Все провожающие улыбаются, а Федора плачет. Нет никаких причин, а она в три ручья ревет.
Потряс мою руку и сын Федоры, Сеня Бесфамильный. Навеселе был парень.
— Папаша, я век не забуду, как мы с тобой в скверике среди бела дня теплую шипучку хлестали в честь новорожденного Александра. И ты помни нас, Бесфамильных!
Встал в позу оратора и Влас Кузьмич Людников, сталевар божьей милостью. Сказал лукавые слова, понятные только нам с ним:
— Жду ответа, как соловей лета!..
Оттолкнув меня железной рукой, осмотрел критически и заговорил понятным для всех языком:
— И куда ты, дурень, улетаешь? От кого? Ты же из нашенского, рабочего ребра сделан. Настоящее место твое здесь. Оставайся!.. Не хочешь?.. Не можешь?.. Ну, проваливай! Туда тебе и дорога! Тьфу на тебя, бестолкового!
И он сделал вид, что действительно плюнул, и сердито шаркнул подошвой по бетону.
Взял слово и Людников-младший. Этот просто поразмышлял вслух:
— Теперь я на собственной шкуре почувствовал, как закаляется сталь.
Подошла очередь высказаться Митяю Воронкову.
— Жду вас, батя, в будущем году на свой сорокалетний юбилей. Приедете?.. Без вас и праздник останется буднем.
Приблизилась ко мне и Валя. Интересно, что она скажет?
Держит мою руку в своей, говорит:
— Я хочу, чтобы мой Саша дожил до ваших лет и остался таким же крепким, как вы. — И, произнеся эти слова, она потянулась ко мне.
Я опередил ее. Не она обняла меня и поцеловала, а я прижал ее к груди.
Не промолчал и Колокольников. Выбритый, надушенный, наглаженный, с цветами в руках. Сует гиацинты, будто я барышня, и разглагольствует в обычном своем стиле:
— Каждый день на точь глядя я буду поминать тебя, земляк, в своих молитвах… Молчи! Дай высказаться. Слушай да на ус наматывай, что говорит благодарное человечество. Ты, чертяка, образно говоря, склеил мою разбитую жизнь так ловко, что и швов не видно, заставил ее сызнова цвести первым цветом.
Преувеличивает старик мое участие в его судьбе. Ну да ладно! Прощаясь надолго, люди склонны до небес превозносить достоинства друг друга.
Колокольникова сменил Костя Головин. Богатырской ладонью поглаживает коротко стриженную голову и мелет, как все, чепуху.
Последним высказался Колесов.
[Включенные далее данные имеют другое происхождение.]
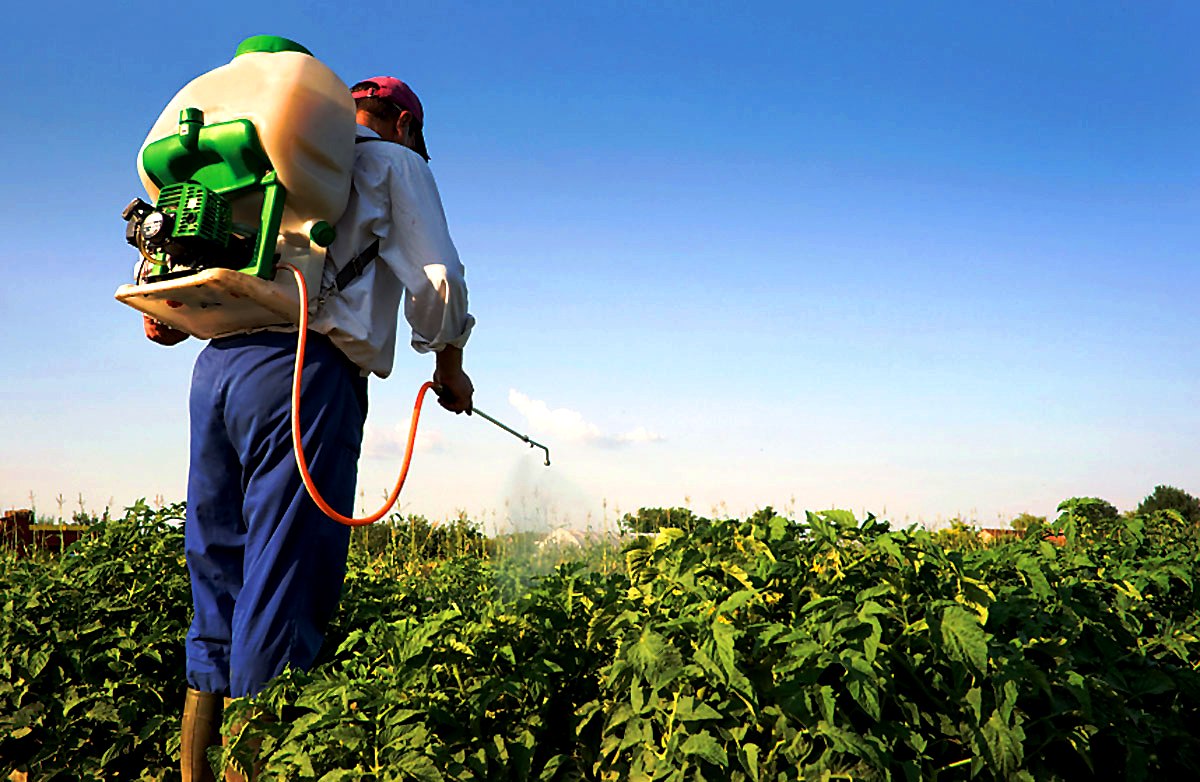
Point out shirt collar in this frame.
[354,125,383,138]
Только он, пожалуй, был ближе всех к истине.
— Внимательно приглядевшись к вашему общению с людьми, я глубоко, как никогда раньше, понял, кто, как и чем повышает роль партии в жизни трудящихся. Все просто и ясно. Работай с каждым человеком, старайся заглянуть ему в душу, будь причастен к его делам, чувствам, мыслям, переживай вместе и удачи и неудачи — и ты вознесешь собственную роль, роль партработника, до космической высоты.
Когда до посадки оставались минуты, на аэродроме, в толпе провожающих, по ту сторону решетки, ограждающей летное поле от здания аэропорта, появился Алексей. Я сразу увидел его седую красивую голову. Зачем он здесь? Выражение его лица неприступно гордое.
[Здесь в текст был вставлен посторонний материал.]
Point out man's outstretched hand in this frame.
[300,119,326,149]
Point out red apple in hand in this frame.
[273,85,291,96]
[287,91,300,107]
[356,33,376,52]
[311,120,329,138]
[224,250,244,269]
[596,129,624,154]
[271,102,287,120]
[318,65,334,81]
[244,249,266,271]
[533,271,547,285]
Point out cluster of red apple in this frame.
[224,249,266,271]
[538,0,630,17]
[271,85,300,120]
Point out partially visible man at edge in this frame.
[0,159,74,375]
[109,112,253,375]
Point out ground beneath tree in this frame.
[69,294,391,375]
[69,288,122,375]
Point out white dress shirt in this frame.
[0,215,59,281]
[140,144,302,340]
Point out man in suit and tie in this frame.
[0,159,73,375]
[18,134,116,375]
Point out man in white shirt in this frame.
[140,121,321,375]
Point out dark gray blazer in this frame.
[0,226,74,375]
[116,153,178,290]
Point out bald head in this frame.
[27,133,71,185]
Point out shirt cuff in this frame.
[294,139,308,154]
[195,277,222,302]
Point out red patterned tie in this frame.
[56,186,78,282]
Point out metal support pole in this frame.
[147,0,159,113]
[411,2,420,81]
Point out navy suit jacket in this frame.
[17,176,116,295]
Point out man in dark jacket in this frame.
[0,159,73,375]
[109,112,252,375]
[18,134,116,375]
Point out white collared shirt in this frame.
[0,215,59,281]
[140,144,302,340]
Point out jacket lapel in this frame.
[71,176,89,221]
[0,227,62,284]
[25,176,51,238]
В тот момент, когда я шагнул на первую ступеньку трапа, он стремительно поднял руку. Пальцы сжаты. Рука-кулак. Что сие означает? Дружеское приветствие? Ротфронтовский салют? Или угроза?
Самолет понесся по взлетной полосе, оторвался от шершавого бетона, быстро набирал высоту. Все выше и выше. Ближе к небесной синеве, к солнцу. Летит с огромной скоростью. Из настоящего в будущее несется. Да, теперь у меня есть и будущее. Обрел. Раздобыл. В заводском огне. В поте лица своего. С помощью друзей. Забегая далеко вперед, скажу — мне посчастливилось побывать и на пятидесятилетнем юбилее Дмитрия Степановича Воронкова, директора легендарного комбината, члена ЦК КПСС, депутата Верховного Совета СССР, Героя Социалистического Труда, лауреата Государственной премии, воспитанника семьи Атаманычевых.
Мир, в котором мы живем, в такой же мере творится нами, в какой мы сами созданы этим миром. Моя исповедь тоже обусловлена основным законом человеческого бытия. Рассказывая собственную историю, переплетенную с историями моих современников, я познавал сущность и своих соратников, и свою. Ковал в поте лица своего самого себя, приобретал то, чего мне иной раз не хватало в повседневной жизни.
Вот и все, друзья и земляки. Давайте разойдемся. Пора! Мне надо продолжать дорогу долгожителя, а вам — осваивать ее.